Inhibiting essential elements of the DNA methylation pathway negatively impacts the miRNA pathway and fitness of the whitefly Bemisia tabaci

DNA methylation is an epigenetic process that involves the chemical modification of DNA, leading to the regulation of its transcriptional activity. It is primarily known for the addition of methyl groups to cytosine in DNA. The whitefly Bemisia tabaci is a polyphagous pest insect and a vector that is responsible for transmitting numerous plant viruses, resulting in significant economic losses in agricultural crops globally. In our study, we characterized the expression of two key DNA methylation genes, the DNA methyltransferases Dnmt1 and Dnmt3, in B. tabaci. Additionally, we explored the impact of inhibiting DNMTs on the miRNA pathway and fitness of whitefly. To investigate the role of the DNA methylation pathway in B. tabaci, we found that the expression of Dnmt1 and Dnmt3 varied across different tissues and developmental stages of B. tabaci. We employed azacytidine (5-AZA) treatment of adults to inhibit DNMTs (DNMT1 and DNMT3). Administration of 5-AZA affected the survival and reproduction of this pest.
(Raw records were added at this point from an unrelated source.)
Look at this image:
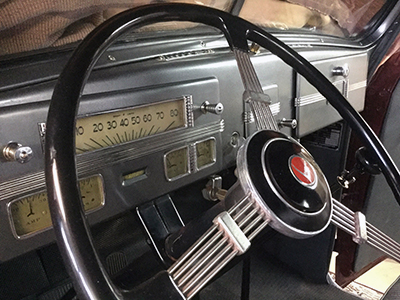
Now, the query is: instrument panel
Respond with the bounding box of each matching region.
[8,175,105,239]
[75,98,188,154]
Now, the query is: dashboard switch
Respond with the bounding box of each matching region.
[332,65,350,78]
[2,142,33,164]
[200,101,224,115]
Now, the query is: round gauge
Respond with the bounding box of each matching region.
[196,139,215,169]
[9,176,104,237]
[75,98,187,153]
[164,147,189,180]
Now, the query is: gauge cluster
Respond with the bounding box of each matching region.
[0,35,367,261]
[75,97,190,154]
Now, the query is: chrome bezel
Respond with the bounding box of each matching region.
[163,145,192,181]
[260,138,331,216]
[193,137,217,172]
[237,132,333,239]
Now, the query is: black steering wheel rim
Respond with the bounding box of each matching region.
[45,4,400,300]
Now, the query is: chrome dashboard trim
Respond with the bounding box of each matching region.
[294,80,367,107]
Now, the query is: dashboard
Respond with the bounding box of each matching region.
[0,35,368,261]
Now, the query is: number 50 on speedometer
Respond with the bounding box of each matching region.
[75,98,187,153]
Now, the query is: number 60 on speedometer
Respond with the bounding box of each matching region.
[75,98,187,153]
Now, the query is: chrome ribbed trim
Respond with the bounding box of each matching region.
[168,195,269,299]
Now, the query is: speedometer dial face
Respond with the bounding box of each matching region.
[75,98,187,153]
[9,176,104,237]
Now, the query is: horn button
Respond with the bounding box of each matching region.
[238,130,332,238]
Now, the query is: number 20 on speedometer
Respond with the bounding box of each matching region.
[75,98,187,153]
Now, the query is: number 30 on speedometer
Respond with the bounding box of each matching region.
[75,98,187,153]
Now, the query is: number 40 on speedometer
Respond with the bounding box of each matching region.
[75,98,187,153]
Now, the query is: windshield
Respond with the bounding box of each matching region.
[0,0,385,55]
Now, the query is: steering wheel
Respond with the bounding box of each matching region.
[45,4,400,300]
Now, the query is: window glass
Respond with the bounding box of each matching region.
[240,0,385,37]
[0,0,385,56]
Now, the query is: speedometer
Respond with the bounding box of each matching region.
[75,97,187,153]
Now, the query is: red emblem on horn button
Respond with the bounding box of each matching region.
[289,156,316,186]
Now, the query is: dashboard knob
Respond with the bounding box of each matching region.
[278,118,297,129]
[332,65,350,78]
[3,142,33,164]
[200,101,224,115]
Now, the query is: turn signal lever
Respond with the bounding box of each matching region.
[337,147,381,189]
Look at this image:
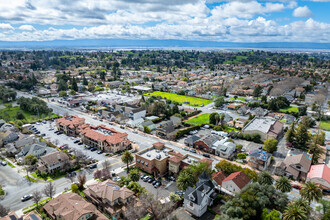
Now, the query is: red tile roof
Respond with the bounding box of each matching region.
[222,171,251,189]
[212,171,226,186]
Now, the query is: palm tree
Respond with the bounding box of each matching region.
[299,181,322,204]
[258,171,274,185]
[121,150,134,174]
[283,202,308,220]
[275,176,292,193]
[176,171,196,190]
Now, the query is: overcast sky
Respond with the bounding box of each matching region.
[0,0,330,42]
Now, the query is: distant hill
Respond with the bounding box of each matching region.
[0,39,330,49]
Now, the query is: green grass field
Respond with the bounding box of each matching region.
[320,121,330,131]
[280,106,299,113]
[185,113,210,125]
[145,91,213,106]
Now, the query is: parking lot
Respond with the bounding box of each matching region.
[34,121,108,161]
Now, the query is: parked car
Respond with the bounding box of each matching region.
[21,194,32,202]
[190,148,196,153]
[291,184,301,189]
[148,177,155,183]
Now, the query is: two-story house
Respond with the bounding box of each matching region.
[184,171,217,217]
[84,180,135,219]
[37,151,71,173]
[248,150,272,170]
[43,193,107,220]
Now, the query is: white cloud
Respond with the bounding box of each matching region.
[18,24,36,31]
[0,23,15,31]
[293,5,313,18]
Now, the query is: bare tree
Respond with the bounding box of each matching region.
[102,160,111,170]
[42,182,56,198]
[32,190,41,208]
[0,204,9,217]
[77,173,86,189]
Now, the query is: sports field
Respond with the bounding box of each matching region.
[145,91,213,106]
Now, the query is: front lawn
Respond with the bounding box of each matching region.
[145,91,213,106]
[185,113,210,125]
[280,106,299,113]
[320,121,330,131]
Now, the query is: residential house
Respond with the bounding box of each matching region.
[306,164,330,190]
[135,142,173,176]
[184,135,200,147]
[242,117,284,141]
[80,125,131,152]
[184,171,217,217]
[275,153,312,180]
[56,115,88,137]
[194,135,218,153]
[156,121,176,140]
[221,171,251,193]
[248,150,272,170]
[84,180,135,219]
[212,138,236,159]
[43,193,107,220]
[138,120,156,131]
[37,151,71,173]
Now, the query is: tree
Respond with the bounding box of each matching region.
[253,85,262,99]
[285,122,295,143]
[143,125,151,134]
[121,150,134,174]
[258,171,274,185]
[0,204,9,217]
[128,169,140,182]
[176,170,196,190]
[299,181,322,204]
[283,202,308,220]
[295,116,310,150]
[71,77,78,92]
[261,208,281,220]
[83,76,88,86]
[209,112,219,125]
[275,176,292,193]
[71,184,79,192]
[58,91,68,97]
[214,96,226,108]
[42,182,56,198]
[32,190,41,208]
[264,138,278,154]
[77,174,86,190]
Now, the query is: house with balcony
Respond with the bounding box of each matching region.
[84,180,135,219]
[184,171,217,217]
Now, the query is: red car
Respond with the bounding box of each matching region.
[291,184,301,189]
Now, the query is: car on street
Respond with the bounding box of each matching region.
[21,194,32,202]
[148,177,155,183]
[89,163,97,169]
[291,184,301,189]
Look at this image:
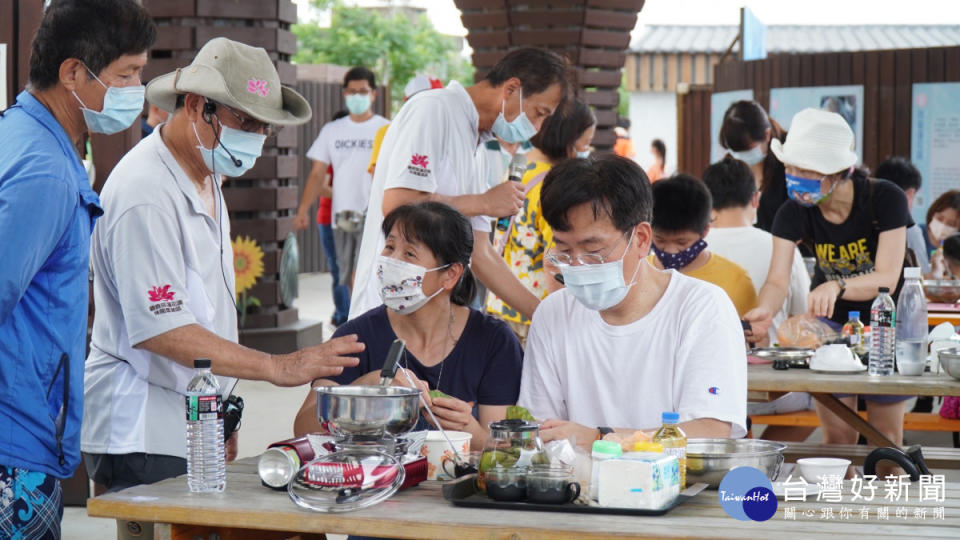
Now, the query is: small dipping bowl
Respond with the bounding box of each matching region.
[897,358,927,377]
[520,466,580,504]
[797,458,850,482]
[484,467,528,502]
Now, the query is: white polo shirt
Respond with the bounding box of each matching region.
[307,114,390,224]
[348,81,491,319]
[80,127,237,457]
[517,270,747,438]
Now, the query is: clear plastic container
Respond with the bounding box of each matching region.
[590,441,623,500]
[896,268,927,375]
[653,412,687,491]
[869,287,897,375]
[186,358,227,493]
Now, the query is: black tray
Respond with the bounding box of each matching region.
[443,474,707,516]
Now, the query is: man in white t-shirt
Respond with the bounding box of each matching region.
[294,66,390,325]
[518,156,747,446]
[350,48,569,318]
[703,155,810,345]
[703,155,813,441]
[81,38,363,491]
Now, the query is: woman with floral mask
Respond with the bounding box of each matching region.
[294,202,523,450]
[745,109,913,468]
[923,189,960,279]
[720,101,787,231]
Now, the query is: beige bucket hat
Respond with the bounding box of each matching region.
[146,37,312,126]
[770,105,857,174]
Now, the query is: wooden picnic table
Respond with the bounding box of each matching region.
[87,458,960,540]
[747,364,960,448]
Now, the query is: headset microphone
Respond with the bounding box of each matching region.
[203,101,243,167]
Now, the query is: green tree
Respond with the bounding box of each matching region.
[293,0,473,110]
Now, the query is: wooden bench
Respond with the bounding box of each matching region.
[750,410,960,448]
[783,442,960,469]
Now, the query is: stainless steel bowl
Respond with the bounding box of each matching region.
[687,439,787,489]
[313,386,420,438]
[937,347,960,380]
[923,279,960,304]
Moreover, inhibition of DNMTs led to a decrease in the expression of the miRNA pathway core genes Dicer1 and Argonaute1, which subsequently resulted in reduced expression of Let-7 and miR-184 which are essential microRNAs in the physiology and biology of insects. The study suggests that DNA methyltransferases could be targeted for developing an inhibition strategy to control this pest and vector insect.